SEOUL, Feb. 26 (Korea Bizwire) — Foreign investors are flocking to the safety of South Korean bonds after pulling out of stocks this year amid the spread of the new coronavirus, data showed Wednesday.
Offshore investors held 129.7 trillion won (US$107 billion) worth of listed government and corporate bonds as of Monday, up about 6 trillion won from the end of last year, according to the data from the Financial Supervisory Service.
Foreigners’ increased bond investment this year marks a turnaround from the last quarter of 2019. Their bond holdings fell to 123.7 trillion won as of end-2019 after peaking at 127.2 trillion won three months earlier.
But offshore investors have been loading up on local debt this year, with the amount soaring to 128.4 trillion won at the end of January.
Foreign holdings of South Korean bonds showed a marked increase of 4.7 trillion won between Friday and Jan. 20, when South Korea reported its first confirmed case of COVID-19.
Offshore investors’ flight to quality contrasts with their exit from the local stock market. Foreigners have sold a net 1.1 trillion won worth of local stocks this year as of Tuesday.

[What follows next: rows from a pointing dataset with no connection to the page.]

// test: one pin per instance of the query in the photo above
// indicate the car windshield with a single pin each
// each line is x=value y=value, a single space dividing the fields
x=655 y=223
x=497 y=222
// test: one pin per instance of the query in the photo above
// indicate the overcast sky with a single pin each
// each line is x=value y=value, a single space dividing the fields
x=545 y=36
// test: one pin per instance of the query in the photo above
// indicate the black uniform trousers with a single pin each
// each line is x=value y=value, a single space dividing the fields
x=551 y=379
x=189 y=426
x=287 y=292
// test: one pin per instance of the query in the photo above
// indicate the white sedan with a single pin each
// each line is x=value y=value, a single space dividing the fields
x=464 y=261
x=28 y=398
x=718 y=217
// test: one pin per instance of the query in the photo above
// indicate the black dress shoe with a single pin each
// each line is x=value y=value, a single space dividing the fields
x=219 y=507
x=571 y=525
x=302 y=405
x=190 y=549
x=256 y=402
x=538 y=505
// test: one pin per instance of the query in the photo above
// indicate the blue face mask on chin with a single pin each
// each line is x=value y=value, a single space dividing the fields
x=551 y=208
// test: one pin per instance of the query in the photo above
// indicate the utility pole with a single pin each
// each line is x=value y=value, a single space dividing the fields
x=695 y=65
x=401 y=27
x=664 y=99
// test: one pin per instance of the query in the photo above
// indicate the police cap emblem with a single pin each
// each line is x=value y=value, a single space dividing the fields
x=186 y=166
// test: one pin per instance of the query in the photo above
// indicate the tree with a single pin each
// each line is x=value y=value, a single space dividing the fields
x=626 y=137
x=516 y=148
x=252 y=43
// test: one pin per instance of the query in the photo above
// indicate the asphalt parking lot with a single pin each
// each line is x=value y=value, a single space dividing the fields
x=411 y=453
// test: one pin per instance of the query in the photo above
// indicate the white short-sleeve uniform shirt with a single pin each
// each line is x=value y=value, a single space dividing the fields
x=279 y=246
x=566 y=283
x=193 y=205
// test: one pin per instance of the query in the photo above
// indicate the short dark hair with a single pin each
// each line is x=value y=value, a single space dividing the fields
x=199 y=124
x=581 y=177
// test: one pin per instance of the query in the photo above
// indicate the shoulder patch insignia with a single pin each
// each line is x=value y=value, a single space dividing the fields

In particular, their net selling reached 786 billion won and 769.6 billion won on Monday and Tuesday, respectively, when the number of confirmed cases spiked.
The coronavirus scare has sent South Korean stock prices tumbling since late January, with bond yields heading south. As of early Wednesday, South Korea had 977 confirmed cases, with its death toll reaching 11.
The equity market has remained shaky, with the benchmark Korea Composite Stock Price Index (KOSPI) plunging 3.1 percent on Jan. 28. The key index tanked 3.87 percent on Monday in the wake of a surge in coronavirus cases.
In contrast, bond returns have been on the decline. The yield on three-year government bonds stood at 1.237 percent Thursday, hovering below the central bank’s key interest rate of 1.25 percent.
Market watchers said foreign investors’ bond investment is getting a further boost from expectations that the Bank of Korea may cut the base rate at its rate-setting meeting Thursday to help ease the virus’ impact on the economy.